Dans l’hypothèse où cette perception par ce public auquel elle est destinée s’accompagnerait néanmoins d’une opération compréhensive, le signe peut d’ailleurs être compris de différentes façons.
La notion peut aller aussi bien dans le sens d’une ‘banque facile’ (les services ne sont pas sujets à des exigences sévères) que dans le sens ‘c’est facile de faire des opérations bancaires’ (peu de formalités ou équipement technique peu avancé) ou même ‘accès facile’ (ex. toutes les opérations en ligne).
Ceci implique que le signe peut être ressenti à tout le moins comme étant équivoque.
22. Il s’ensuit que le signe ne peut pas se réduire à une description des services pour lesquels il a été déposé, mais qu’il peut être suggestif en fonction de différents contenus ou propriétés.
Il produit une différence ‘notable’ à l’égard des mots joints dans le signe.
Le public auquel le signe s’adresse peut, ce faisant, identifier les produits et services de la classe pour lesquels il a été déposé, comme provenant de la demanderesse et dès lors le percevoir comme un signe de marque.

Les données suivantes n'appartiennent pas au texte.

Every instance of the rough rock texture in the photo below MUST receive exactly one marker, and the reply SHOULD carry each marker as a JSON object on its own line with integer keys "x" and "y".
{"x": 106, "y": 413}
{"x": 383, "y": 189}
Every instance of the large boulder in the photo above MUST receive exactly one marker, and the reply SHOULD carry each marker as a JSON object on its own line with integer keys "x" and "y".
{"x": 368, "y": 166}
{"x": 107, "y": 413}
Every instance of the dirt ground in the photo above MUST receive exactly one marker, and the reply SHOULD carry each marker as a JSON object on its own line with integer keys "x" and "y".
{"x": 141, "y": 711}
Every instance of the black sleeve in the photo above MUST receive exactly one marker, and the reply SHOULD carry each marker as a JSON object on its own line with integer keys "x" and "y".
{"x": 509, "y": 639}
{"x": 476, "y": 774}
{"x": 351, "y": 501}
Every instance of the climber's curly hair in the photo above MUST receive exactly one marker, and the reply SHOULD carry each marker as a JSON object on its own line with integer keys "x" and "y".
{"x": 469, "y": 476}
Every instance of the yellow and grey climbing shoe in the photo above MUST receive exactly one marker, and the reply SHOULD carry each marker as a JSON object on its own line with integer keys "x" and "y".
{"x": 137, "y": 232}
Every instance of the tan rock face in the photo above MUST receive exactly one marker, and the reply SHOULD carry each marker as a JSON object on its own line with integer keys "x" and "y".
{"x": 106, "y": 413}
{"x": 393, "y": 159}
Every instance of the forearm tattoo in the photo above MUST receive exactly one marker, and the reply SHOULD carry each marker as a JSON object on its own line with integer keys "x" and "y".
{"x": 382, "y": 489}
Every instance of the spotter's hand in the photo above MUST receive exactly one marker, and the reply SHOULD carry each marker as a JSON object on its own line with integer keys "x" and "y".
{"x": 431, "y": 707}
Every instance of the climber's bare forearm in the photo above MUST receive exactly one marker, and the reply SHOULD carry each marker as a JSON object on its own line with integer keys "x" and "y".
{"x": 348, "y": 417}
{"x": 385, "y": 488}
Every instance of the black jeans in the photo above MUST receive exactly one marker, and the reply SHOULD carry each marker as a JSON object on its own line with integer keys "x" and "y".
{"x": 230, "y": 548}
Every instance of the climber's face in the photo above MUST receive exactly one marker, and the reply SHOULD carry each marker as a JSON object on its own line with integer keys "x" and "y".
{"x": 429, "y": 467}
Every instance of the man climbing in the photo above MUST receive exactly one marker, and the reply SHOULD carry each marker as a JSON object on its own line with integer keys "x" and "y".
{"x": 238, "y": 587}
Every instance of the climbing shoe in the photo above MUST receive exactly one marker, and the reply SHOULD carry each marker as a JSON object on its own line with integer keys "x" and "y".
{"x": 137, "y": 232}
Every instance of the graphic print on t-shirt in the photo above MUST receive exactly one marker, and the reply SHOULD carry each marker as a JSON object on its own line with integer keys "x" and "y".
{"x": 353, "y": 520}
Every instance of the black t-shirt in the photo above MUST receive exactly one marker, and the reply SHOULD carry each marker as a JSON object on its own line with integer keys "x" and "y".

23. Les concurrents de la demanderesse ne sont au demeurant pas gênés illicitement par l’octroi de la protection.
Ce ne pourrait être éventuellement le cas que si les concurrents s’exprimaient couramment en anglais dans le Benelux à destination du public cible moyen, ce qui ne peut pas être admis.
L’usage de 'easybank' ne les empêche pas d’exprimer, sans risque de contrefaçon, que leurs services de la classe 36 sont ‘easy’ disponibles.
24. Le défendeur a dès lors eu tort de dénier un caractère distinctif au signe.
La demande est fondée.
PAR CES MOTIFS,
LA COUR
Vu l’article 24 de la loi du 15 juin 1935 sur l’emploi des langues en matières judiciaires
Statuant contradictoirement,
Reçoit la demande et la dit fondée. Ordonne l’enregistrement au registre du Bureau Benelux des Marques de la marque ‘Easybank’ de l’enregistrement international 717.713, pour la classe 36.
Condamne la défenderesse au paiement des frais de l’instance, taxés à 446,21 euros pour elle-même et à 687,91 euros (€ 185,92 + € 55,78 + € 446,21) pour la demanderesse.
Ainsi jugé et prononcé à l’audience publique de la huitième chambre civile de la cour d’appel de Bruxelles le 09.09.03 où étaient présents et siégeaient
P. BLONDEEL, Président,
S. RAES, Conseiller,
B. LYBEER, Conseiller,
K. BATSELIER, Greffier principal adjoint.